Quelques minutes plus tard, des jeunes GI’s, de 19 ans, ouvrent le feu sur 39 gardiens du SS-Totenkopfverbände du camp, qui firent preuve durant des mois de sadisme et de crimes contre l’humanité sur des déportés et des personnes faibles, en tuant 17. Les officiers arrêtent rapidement les tireurs, « en bottant les fesses » ou en tirant en l’air. Ces derniers expliquent que des prisonniers ont essayé de s’enfuir. Ils appliquent dès lors les consignes de méfiance données en 1943 avant le débarquement en Sicile. De fait, malgré ces actes de représailles spontanés, « les archives régimentaires à cette date indiquent que plus de cent prisonniers allemands ont été envoyés au point de rassemblement du régiment », vivants.

Dans l’Ain

En France, dès le 4 octobre 1940, l’Etat Français crée les camps de regroupement pour les étrangers de religion judaïque. De 1940 au 18 août 1844, l’Etat Français livre à l’état SS 713 convois de déportés. Dans l’Ain, la déportation et la répression allemande et vichyste est à la hauteur de leur peur. Le mode opératoire est généralement la rafle : à Nantua le 14 décembre 1943, dans le Bugey et le Valromey du 6 au 12 février 1944, l’arrestation des enfants d’Izieu par ordre de Klaus Barbi le 6 avril, rafle d’Oyonnax le 9 avril, dans le Revermont les 10 et 16 avril, à Bourg, le 10 juillet, à Oyonnax et destruction de Dortan le 19 juillet. De 1943 à 1944, 1 033 personnes sont déportées dans l’Ain : 663 hommes, 29 femmes et 41 enfants. Parmi elles 200 résistants, 708 otages raflés aveuglements, 43 déportés raciaux, 39 politiques, 4 de droit commun et 39 sans indications. Sur ce minimum de 1033 personnes seulement 426 rentrent chez elles : 393 hommes, 23 femmes et 10 enfants. La plus part n’ayant que la peau sur les os. 607 ne rentrent pas. Le 20 mai 1945, débute le retour des 6500 prisonniers de guerre dans l’Ain. Il s’achèvera vers le 15 novembre.

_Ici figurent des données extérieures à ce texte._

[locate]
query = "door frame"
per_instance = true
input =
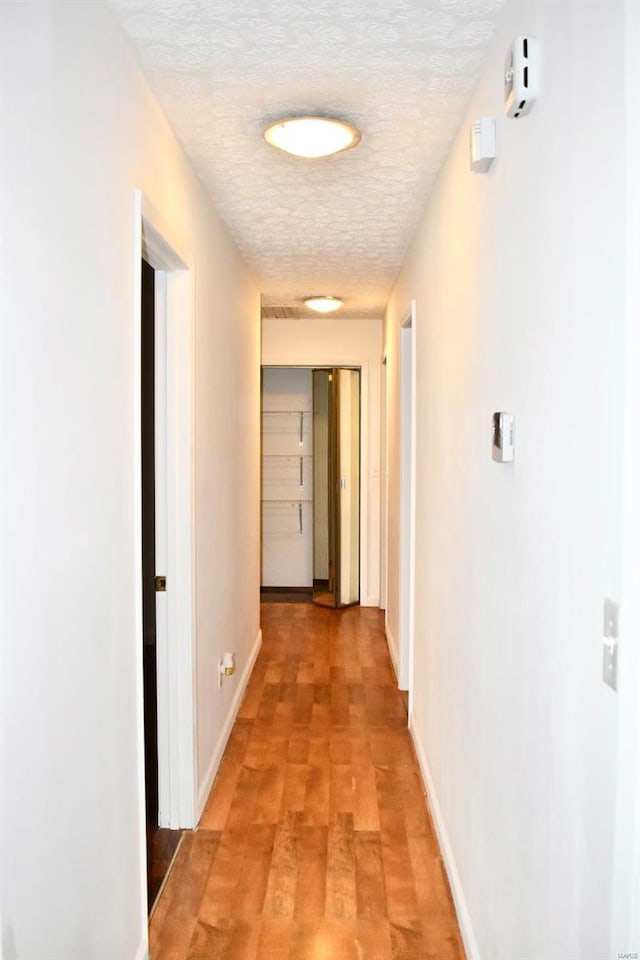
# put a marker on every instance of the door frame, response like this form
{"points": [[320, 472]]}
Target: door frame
{"points": [[384, 485], [363, 367], [407, 499], [169, 256]]}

Commence alors la dure vie de survivant du plus grand crime organisé de l’histoire de l’humanité.

Pour nombre de survivants, l’Enfer des camps sera quotidien, après guerre, toutes les nuits jusqu’à leur mort. Un survivant, m’a ainsi raconté en détails et avec une fraicheur effroyable, les courses dans la neige à Dachau, suivit par les chiens des gardiens et un véhicule chargé d’exécuter ceux tombés à terre. Son enfer, mon oncle Jean-Baptiste l’avait tatoué sur le bras sous forme d’un chiffre.